Realmente. Joana não sabia porque estavam combinando naquele local, mas o Código Civil, em seu artigo 108, estabelece que a transação de imóveis acima de 30 (trinta) salários mínimos, regra geral, necessita de escritura púbica para sua validade.
Documento assinado por todos, Joana, apesar de advertida pela Tabeliã, acreditava que tinha em mãos o documento que lhe fazia dona do seu apartamento. Não, Joana, não é bem assim.
O negócio realizado existe e é válido. No entanto, perante as outras pessoas do mundo ele ainda não produz efeito algum (não há a chamada oponibilidade erga omnes). Falta um passo bastante importante e muitas vezes negligenciado pelas pessoas. Vejamos qual é.
A IMPORTÂNCIA DO REGISTRO DO IMÓVEL
No Brasil a aquisição da propriedade se dá por meio da conjugação do título, razão pela qual se adquire o bem – compra, doação, permuta etc. - com o modo, meio pelo qual se adquire o bem.
No caso de bem imóvel, o modo é justamente o registro no Cartório de Registro de Imóveis (Código Civil, artigos 1.227 e 1.245).

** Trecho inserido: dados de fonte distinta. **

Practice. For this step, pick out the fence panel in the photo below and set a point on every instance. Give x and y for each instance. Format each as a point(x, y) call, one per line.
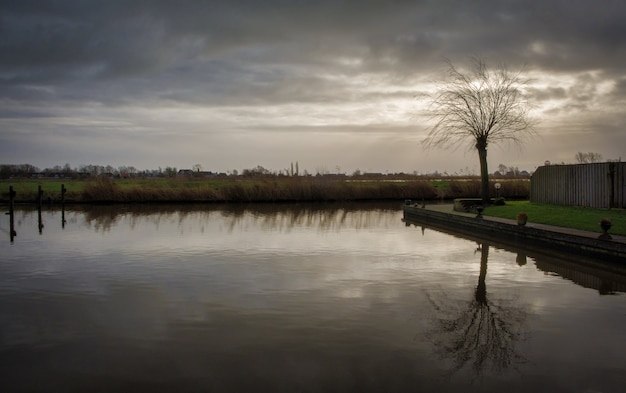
point(591, 185)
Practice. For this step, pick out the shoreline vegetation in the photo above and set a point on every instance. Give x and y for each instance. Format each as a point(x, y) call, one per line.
point(272, 189)
point(103, 189)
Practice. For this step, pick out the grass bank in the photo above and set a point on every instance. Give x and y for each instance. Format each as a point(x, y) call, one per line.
point(564, 216)
point(238, 189)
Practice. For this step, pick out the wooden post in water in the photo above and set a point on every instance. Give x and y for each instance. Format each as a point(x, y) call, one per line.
point(12, 232)
point(63, 191)
point(39, 195)
point(11, 198)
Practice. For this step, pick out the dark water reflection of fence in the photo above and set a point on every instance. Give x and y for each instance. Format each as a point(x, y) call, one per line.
point(605, 277)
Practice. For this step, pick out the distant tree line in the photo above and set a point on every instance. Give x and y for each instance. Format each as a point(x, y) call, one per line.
point(8, 171)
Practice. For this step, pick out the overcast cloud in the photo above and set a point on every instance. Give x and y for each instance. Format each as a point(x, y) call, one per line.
point(331, 84)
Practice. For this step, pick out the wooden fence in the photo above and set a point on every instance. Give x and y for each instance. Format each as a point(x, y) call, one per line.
point(600, 185)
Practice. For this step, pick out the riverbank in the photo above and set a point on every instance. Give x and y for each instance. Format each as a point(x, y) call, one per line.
point(548, 237)
point(244, 189)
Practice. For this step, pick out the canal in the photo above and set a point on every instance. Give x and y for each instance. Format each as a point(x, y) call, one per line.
point(295, 298)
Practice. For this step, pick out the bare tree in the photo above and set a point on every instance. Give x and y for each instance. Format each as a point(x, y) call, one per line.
point(584, 158)
point(482, 335)
point(481, 107)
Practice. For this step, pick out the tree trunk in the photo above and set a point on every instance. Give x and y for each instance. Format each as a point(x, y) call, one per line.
point(484, 172)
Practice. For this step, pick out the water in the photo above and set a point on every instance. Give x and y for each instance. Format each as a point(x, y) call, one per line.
point(295, 298)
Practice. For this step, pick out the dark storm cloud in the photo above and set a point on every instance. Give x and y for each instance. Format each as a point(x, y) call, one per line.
point(59, 56)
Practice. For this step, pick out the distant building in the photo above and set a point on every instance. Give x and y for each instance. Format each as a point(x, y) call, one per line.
point(192, 173)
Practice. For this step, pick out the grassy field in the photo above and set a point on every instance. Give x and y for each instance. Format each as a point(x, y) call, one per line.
point(564, 216)
point(241, 189)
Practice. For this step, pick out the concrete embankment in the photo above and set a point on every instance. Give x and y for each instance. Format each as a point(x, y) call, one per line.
point(549, 238)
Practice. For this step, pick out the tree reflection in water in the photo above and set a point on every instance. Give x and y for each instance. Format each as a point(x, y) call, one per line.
point(480, 335)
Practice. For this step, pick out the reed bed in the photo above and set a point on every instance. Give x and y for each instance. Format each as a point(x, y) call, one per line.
point(264, 189)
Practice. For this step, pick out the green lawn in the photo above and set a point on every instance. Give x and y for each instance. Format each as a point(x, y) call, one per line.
point(565, 216)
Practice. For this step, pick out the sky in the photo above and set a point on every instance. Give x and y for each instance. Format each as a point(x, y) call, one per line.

Já com a aquisição de bens móveis é diferente, a aquisição se dá com a tradição (CC, art. 1.226). Aqui o legislador optou pela ausência de registro para que os bens circulem na sociedade com maior fluidez. Ressalvadas as exceções, levando em consideração o valor dos bens móveis em relação aos imóveis, isso faz bastante sentido.
Pois bem. O título da transação imobiliária deve ser levado ao Cartório de Registro de Imóveis da sua circunscrição geográfica para ser registrado (ou averbado). Qualquer título? Não. A lei que vai determinar. A Lei de Registros Publicos – LRP (lei nº 6.015/73) estabelece uma longa relação nos arts. 221 e 167, bem como a lei nº 9.514/97 em seu art. 22.
Destacamos aqui as escrituras públicas, documento dotado de fé pública lavrado em Tabelionato de Notas, outro Cartório que não se confunde com o de Registro de Imóveis. Grosso modo, as partes do negócio lá comparecem, expõem a sua vontade perante o Tabelião que a traduz no documento público com as devidas formalidades.
Conforme dito anteriormente, a escritura pública é essencial à validade dos negócios jurídicos sobre imóveis de valor superior a trinta vezes o salário mínimo. Portanto, o instrumento particular só será admitido na hipótese de valor inferior ao limite legal ou no caso de expressa disposição em lei.
Dessa maneira, o registro do título de aquisição ou transmissão da propriedade ou de outro direito real imobiliário (usufruto, servidão, por exemplo) obrigatoriamente deverá ocorrer, bem como dos títulos que impliquem modificação ou extinção desse direito. Não fazê-lo implicará na não concretização dos efeitos desejados, não obstante a realidade dos fatos no mundo real (LOUREIRO, 2021).
O CARTÓRIO DE REGISTRO DE IMÓVEIS – CRI
O CRI tem como função primordial ser o repositório fiel da propriedade imóvel e dos negócios jurídicos a ela referentes. Trata-se de um grande arquivo que demanda atualização constante pois é responsável por conferir segurança jurídica e estabilidade às transações imobiliárias do país.
Esse “arquivo”, esse registro imobiliário, desde a vigência da Lei de Registros Publicos, em 1976, é feito mediante o sistema de matrículas.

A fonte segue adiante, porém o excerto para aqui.